宗教

地域デザイン研究会代表 平峯 悠

 哲学者山折哲雄氏の話の中に、ある日本人が外国で宗教は何かと問われ、「無宗教」と答えたところ入団を拒否された。そこで瞬間的に「日本には無の宗教という宗教があるのだ」と言い訳しなんとか入国できたという。世界の国々の宗教に対する理解のなさを示す一例である。

 世界の人口60億人の約8割は形式的な信仰を含めて何らかの宗教を信じている。その内訳は、キリスト教徒は約18億人、イスラム教徒が約10億人、ヒンズー教徒が約7億5千万人、仏教徒が約3万人余り、新宗教を信じる人が1億人程度、シク教徒やユダヤ教徒が1千万人を超えるという。日本で無宗教の人が多いというものの、初詣からクリスマスに至るまで、種々の宗教行動を当たり前のように行っている。また新興宗教に入れ上げ全財産をなくす人もいる。新興宗教はある人が突然宗教や霊的体験を経て自分の使命を自覚することから始まる。人々がこれらの新宗教にのめり込むのは、分かりやすい言葉で表現され実生活で容易に実行できるからである。逆に言えば騙されやすい。日本でのその数は約300程度といわれている。

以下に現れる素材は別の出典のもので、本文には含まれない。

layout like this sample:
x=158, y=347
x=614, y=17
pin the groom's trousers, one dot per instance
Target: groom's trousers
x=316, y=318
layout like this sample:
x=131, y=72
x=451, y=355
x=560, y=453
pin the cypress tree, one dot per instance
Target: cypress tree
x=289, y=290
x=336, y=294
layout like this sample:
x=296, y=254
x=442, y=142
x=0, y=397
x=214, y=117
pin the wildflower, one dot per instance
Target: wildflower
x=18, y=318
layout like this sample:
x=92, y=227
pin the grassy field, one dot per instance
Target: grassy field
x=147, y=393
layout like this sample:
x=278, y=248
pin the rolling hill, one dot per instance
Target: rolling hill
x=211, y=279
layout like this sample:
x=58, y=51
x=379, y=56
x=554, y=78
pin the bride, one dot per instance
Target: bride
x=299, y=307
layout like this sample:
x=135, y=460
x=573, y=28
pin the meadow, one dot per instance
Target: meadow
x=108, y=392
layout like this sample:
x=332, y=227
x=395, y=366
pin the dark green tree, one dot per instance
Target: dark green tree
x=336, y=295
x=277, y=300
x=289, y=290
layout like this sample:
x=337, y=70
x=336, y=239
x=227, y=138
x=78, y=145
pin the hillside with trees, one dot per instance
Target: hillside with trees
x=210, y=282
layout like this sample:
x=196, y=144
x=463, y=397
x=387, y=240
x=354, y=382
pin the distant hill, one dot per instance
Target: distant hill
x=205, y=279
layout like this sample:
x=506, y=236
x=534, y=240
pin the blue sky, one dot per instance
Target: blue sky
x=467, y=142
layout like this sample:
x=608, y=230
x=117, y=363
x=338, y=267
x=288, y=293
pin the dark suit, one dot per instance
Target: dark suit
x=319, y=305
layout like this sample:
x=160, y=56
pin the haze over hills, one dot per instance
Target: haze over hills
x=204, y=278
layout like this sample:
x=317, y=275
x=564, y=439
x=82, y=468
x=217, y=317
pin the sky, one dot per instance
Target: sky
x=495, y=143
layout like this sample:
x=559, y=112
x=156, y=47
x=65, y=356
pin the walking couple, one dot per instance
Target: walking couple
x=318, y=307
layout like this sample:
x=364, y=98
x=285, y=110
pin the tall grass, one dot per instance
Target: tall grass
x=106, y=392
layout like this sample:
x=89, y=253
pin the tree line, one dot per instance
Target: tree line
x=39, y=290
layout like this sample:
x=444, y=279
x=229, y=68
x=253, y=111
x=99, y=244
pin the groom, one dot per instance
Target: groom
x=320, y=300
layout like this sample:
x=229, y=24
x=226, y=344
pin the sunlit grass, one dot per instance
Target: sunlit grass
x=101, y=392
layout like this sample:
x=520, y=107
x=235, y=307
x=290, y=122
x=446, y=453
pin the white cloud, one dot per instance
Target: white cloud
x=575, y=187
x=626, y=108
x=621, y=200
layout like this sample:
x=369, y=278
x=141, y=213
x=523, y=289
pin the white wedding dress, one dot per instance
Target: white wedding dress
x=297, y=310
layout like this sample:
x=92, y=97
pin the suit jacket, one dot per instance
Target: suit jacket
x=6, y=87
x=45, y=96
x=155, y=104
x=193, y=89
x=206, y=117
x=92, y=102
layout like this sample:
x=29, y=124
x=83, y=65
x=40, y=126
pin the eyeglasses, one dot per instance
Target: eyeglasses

 宗教の定義は難しいが、人々の死への不安や存在の不安、現世の苦難からの開放であると言えよう。宗教は精神的安定をもたらすと同時に、社会的な組織や制度、民族の文化として生活そのものになりきっていることが多い。今回の同時多発テロを引き起こしたイスラム原理主義者は「西洋文化に接触すればするほど、より差別意識を感じ敵意を燃やす。西洋音楽、服装、個人の重視などは、文化的狂信主義者にとっては気が狂わんばかりの軽蔑を生む(リチヤード・コーエン)」という。それぞれの宗教は人々の安寧と幸福を願っているが異教徒に対しては通用しない。日本人は自然崇拝を基本にし、複数の宗教を区別なく受け入れるという信仰形態をとる。従ってキリスト教やイスラム教のような一神教で生活の一部となっている宗教を理解できていない。

 これまで人類の歴史の中で宗教に起因する対立や戦争は果てしなく繰り広げられてきた。十字軍の遠征、中世の宗教戦争、イスラム教、ユダヤ教、キリスト教の対立など宗教上の対立は人類が存在する限りなくならないのかもしれない。日本でも近くはオーム真理教の暴走とテロ、中世から近世にかけてのキリスト教弾圧の歴史、一向一揆、信長による仏教徒焼き討ちなど日本だけが例外ではないことを認識すべきである。

 これからの日本はアメリカの傘の下で一人平和をむさぽるわけにはいかない。進歩的文化人と称する人達や一部マスコミの世界平和論は大変薄っペらい。お互いがよく話し合えば戦争がなくなり、平和な世界が実現するというのは正に奇麗事である。世界の宗教やそれを具現化した文化・文明及び生活様式に対する深い理解と判断力を養い、日本人としての確固たる行動規範や原理でもって説得し時には戦いとる覚悟が必要である。

 9月11日に行われた同時多発テロは、宗教を再認識させ、21世紀の文明に大きな変事をもたらすものとなるに違いない。